= David Hawkings =

American journalist

David Mark Hawkings Jr. (born January 24, 1960) is an American journalist focused on issues of American governance, particularly the policies and politics of Congress. He is founding editor-in-chief of The Fulcrum, a digital news site covering American democratic reforms. Before that, he spent 23 years as an editor at Congressional Quarterly and Roll Call.

==Early life and education==
David Hawkings was born on 24 January 1960 in Manhattan, the son of an investment banker and a homemaker. A paternal great-grandfather was the English architect Leonard Stokes. He attended the Buckley School and Hotchkiss School and graduated with a political science degree in 1982 from Bucknell University. He was editor of the campus newspapers at all three schools.

===Family===
In 1987, Hawkings married Elisabeth (Betsy) Wright, who later spent two decades as chief of staff to Representative Christopher Shays of Connecticut, and three other Republican members of Congress. She was from 2015 to 2019 the founding director of the governance program at the Democracy Fund, a bipartisan foundation established by eBay founder and philanthropist Pierre Omidyar to improve the political system. She is now an advisor to non-profits, donors, activists and elected officials seeking to promote a healthier democracy. Their sons are Harry (born 1992) and Charlie (born 1998).

==Career==
For four years starting in 1982, Hawkings covered federal courts and city hall, was a metro section columnist and then an assistant city editor for the San Antonio Light. In 1986 he became press secretary for Texas Republican Lamar Smith during his initial campaign for the House of Representatives and remained for Smith's first term. He returned to journalism for good in 1989 and was a Washington correspondent for Thomson Newspapers for six years.

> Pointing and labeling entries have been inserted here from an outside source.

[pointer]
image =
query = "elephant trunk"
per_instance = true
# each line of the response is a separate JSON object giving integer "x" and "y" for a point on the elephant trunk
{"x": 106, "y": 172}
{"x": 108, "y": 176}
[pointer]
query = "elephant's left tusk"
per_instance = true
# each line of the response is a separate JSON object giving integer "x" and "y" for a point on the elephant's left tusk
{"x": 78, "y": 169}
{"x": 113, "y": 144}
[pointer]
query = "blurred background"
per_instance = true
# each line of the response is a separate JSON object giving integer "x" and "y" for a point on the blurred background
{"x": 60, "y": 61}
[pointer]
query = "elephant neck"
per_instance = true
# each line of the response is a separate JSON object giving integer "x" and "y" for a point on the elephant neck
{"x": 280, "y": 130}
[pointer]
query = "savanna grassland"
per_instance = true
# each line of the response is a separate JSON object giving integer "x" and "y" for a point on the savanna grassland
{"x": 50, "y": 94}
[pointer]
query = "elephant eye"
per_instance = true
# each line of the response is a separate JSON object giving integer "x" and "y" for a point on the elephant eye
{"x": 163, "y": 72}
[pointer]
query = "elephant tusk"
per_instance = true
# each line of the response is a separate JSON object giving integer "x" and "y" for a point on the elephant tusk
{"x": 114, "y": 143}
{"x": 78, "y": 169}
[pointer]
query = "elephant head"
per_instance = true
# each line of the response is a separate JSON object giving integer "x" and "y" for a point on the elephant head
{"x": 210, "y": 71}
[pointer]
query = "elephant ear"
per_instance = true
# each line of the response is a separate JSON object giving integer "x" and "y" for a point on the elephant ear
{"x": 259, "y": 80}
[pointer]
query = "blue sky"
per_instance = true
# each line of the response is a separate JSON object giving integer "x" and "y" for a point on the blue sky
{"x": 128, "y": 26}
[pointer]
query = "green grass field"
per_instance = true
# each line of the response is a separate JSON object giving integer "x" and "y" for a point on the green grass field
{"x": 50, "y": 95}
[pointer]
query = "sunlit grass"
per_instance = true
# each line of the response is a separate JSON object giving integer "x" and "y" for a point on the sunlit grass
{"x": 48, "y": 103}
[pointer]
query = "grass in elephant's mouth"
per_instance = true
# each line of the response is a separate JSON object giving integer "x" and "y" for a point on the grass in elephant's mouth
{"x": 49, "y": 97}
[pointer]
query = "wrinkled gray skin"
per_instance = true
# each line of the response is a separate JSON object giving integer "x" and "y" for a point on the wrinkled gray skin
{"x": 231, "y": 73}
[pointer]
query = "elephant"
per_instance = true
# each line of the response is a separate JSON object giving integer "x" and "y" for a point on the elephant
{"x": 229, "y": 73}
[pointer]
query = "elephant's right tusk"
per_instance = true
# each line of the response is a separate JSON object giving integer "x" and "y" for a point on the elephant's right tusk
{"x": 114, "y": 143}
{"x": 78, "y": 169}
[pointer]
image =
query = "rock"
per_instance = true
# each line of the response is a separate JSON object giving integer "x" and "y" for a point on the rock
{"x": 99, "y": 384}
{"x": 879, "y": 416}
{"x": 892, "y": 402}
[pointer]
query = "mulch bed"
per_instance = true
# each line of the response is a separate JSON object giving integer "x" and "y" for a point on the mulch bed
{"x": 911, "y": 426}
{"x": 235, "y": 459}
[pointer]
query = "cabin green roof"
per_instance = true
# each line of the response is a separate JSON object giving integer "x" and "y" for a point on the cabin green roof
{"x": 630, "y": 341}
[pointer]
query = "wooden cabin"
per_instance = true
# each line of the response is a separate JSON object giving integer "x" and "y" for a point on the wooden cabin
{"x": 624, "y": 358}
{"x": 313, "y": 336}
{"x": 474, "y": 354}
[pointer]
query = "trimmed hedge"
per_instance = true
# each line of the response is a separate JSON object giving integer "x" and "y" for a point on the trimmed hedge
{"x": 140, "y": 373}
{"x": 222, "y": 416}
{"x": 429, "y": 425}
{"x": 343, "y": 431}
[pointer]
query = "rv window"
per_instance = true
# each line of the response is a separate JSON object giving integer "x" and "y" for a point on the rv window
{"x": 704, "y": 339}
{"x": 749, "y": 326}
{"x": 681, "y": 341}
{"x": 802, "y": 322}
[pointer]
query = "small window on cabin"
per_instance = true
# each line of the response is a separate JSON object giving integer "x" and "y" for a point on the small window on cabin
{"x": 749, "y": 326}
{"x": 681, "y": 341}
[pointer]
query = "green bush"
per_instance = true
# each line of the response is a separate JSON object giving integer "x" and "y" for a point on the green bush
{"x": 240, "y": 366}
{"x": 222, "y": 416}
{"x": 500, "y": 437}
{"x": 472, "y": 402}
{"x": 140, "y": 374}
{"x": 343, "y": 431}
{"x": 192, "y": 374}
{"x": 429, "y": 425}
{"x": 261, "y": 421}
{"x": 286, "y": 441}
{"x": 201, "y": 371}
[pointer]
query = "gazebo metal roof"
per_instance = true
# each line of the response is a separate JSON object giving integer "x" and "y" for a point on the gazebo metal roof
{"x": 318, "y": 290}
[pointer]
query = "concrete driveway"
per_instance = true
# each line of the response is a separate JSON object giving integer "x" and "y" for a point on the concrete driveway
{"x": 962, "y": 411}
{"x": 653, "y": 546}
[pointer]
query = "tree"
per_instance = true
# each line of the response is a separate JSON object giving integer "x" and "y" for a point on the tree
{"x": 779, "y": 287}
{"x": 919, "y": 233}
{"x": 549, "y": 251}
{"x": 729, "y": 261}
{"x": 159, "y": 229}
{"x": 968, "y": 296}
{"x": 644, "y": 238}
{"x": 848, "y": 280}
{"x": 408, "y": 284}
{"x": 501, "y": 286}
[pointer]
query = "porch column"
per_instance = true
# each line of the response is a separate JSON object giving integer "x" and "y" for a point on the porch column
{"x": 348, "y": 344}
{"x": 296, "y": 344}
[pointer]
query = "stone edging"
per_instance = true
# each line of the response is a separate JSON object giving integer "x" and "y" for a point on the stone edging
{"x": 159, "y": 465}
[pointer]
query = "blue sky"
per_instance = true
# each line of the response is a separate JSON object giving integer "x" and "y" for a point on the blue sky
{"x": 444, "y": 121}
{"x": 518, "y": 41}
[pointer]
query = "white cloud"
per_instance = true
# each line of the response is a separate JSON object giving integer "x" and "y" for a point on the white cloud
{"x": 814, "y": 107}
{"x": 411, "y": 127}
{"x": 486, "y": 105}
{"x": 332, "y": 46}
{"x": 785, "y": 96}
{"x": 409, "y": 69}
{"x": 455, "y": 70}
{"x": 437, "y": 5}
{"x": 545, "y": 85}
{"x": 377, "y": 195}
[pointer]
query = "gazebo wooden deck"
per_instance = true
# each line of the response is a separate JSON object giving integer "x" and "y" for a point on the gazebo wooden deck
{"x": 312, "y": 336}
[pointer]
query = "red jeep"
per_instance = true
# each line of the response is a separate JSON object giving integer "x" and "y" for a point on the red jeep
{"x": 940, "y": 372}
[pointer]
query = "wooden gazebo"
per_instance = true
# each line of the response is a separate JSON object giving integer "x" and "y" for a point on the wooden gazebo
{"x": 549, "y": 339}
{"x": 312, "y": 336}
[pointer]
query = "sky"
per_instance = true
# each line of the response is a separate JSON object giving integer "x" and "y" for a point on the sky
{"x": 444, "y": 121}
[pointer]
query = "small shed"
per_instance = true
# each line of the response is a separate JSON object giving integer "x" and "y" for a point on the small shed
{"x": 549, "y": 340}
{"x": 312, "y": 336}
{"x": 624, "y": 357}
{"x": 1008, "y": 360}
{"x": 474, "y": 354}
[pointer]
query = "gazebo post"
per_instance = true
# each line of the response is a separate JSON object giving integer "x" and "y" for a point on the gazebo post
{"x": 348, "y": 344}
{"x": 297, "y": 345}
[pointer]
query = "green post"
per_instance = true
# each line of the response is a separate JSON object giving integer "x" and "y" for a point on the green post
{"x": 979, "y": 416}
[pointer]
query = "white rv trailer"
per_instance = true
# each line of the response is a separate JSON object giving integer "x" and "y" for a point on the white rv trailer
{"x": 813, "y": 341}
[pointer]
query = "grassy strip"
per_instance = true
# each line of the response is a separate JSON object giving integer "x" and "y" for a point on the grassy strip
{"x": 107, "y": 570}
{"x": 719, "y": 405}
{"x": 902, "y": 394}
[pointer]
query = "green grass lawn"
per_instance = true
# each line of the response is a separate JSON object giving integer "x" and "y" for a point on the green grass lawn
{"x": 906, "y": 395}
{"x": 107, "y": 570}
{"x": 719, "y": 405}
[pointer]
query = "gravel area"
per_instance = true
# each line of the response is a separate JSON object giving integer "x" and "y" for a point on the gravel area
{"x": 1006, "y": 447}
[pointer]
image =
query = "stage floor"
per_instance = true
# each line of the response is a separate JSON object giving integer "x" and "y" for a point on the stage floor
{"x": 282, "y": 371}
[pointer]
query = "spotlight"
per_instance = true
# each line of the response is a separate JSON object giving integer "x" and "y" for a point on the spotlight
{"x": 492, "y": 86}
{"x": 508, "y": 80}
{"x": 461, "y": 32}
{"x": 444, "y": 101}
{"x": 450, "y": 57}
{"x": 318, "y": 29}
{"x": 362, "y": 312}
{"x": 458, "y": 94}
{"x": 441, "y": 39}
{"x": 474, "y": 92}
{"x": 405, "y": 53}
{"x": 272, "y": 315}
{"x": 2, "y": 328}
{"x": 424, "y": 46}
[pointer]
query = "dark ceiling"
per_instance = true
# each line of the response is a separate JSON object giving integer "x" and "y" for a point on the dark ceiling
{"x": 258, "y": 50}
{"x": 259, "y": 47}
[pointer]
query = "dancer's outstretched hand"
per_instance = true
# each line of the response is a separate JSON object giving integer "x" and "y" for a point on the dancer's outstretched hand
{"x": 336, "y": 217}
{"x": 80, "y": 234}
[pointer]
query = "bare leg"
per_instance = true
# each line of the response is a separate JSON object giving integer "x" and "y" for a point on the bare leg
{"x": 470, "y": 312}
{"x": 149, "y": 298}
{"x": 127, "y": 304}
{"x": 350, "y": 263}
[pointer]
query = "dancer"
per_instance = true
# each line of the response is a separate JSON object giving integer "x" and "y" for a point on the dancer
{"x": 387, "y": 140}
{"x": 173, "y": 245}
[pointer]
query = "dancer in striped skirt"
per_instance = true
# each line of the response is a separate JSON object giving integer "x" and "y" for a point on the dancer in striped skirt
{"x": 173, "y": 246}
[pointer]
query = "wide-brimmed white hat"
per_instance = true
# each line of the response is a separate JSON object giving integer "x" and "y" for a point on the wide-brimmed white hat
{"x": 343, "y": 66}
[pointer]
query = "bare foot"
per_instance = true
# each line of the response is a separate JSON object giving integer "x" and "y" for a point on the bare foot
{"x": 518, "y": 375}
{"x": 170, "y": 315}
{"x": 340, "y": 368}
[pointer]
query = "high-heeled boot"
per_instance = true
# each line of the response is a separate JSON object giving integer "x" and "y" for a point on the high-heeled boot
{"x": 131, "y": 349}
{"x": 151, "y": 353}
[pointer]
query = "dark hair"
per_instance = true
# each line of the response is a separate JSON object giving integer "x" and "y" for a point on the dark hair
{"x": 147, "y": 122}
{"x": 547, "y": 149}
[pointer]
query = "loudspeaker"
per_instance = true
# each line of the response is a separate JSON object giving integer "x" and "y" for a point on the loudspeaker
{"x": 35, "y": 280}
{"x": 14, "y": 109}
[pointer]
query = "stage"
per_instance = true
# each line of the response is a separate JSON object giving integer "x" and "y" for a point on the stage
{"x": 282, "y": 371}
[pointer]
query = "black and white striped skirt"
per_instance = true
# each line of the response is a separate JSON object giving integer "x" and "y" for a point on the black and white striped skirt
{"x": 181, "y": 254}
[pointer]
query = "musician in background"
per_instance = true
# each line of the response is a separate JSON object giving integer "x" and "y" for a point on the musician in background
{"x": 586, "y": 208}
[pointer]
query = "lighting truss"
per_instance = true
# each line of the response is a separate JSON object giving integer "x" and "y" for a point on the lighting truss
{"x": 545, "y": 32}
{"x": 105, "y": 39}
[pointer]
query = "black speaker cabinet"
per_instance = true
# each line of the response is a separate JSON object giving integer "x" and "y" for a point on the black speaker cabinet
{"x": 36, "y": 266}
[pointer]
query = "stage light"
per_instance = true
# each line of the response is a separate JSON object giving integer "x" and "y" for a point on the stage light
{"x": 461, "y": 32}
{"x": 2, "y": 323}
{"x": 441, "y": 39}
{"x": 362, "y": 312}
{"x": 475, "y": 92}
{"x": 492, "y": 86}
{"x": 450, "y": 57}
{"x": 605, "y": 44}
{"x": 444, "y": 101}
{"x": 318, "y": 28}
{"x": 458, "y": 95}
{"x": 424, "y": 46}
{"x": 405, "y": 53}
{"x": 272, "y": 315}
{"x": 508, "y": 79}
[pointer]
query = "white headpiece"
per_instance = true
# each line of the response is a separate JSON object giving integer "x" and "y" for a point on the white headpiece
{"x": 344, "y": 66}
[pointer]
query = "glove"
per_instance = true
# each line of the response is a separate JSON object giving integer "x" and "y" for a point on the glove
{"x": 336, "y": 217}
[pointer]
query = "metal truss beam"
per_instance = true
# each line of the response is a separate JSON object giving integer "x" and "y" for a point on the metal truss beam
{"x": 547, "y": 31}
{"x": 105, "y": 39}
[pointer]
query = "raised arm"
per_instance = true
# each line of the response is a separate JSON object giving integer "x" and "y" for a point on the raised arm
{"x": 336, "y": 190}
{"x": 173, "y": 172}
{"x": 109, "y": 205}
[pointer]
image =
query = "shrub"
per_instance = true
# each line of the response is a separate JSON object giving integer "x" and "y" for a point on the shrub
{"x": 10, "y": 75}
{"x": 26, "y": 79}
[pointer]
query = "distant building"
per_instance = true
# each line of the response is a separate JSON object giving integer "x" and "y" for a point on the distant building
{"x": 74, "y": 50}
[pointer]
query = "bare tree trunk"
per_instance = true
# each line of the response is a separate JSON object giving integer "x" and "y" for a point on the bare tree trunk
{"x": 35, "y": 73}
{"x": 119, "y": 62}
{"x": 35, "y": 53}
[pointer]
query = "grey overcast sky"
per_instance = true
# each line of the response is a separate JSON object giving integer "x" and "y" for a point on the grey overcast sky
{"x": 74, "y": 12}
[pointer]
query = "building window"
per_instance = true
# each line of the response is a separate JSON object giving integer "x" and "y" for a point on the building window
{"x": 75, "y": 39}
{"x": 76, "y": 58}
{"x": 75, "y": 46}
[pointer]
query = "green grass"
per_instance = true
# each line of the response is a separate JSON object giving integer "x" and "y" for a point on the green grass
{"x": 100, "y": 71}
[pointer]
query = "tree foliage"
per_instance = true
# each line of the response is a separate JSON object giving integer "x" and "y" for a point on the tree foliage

He was managing editor of the CQ Daily Monitor before joining the CQ Weekly in 1999, first as congressional leadership editor, then economic affairs editor, then senior editor for legislative affairs. He was editor of the 12th edition of “Politics in America,” the company's signature reference biography for all members of Congress. In 2004 he began six years as managing editor of CQ Weekly, and under his leadership the magazine was twice awarded the Everett McKinley Dirksen Award for Distinguished Reporting of Congress.

After the Economist Group acquired CQ and merged it with Roll Call, Hawkings was assigned to edit the company's first new product, the online and email Daily Briefing. In 2013 he was named senior editor at CQ Roll Call, writing his “Hawkings Here” column several times a week, penning a monthly column for CQ and hosting a series of videos and podcasts dubbed “Roll Call Decoder.”

He departed in 2018, just before the company was sold to Fiscal Note. He was hired later that year to create The Fulcrum, a journalistically independent, not-for-profit, non-partisan news organization focused exclusively on the issues imperiling U.S. democracy and the efforts
to address them in DC and across the country. His employer is Issue One, a cross-partisan group which advocates for reducing money in politics and other political reform.

Hawkings makes regular appearances as a guest commentator on Fox News, Federal News Radio and WJLA's “Government Matters.” He has also appeared as an analyst on CNN, MSNBC, and NPR.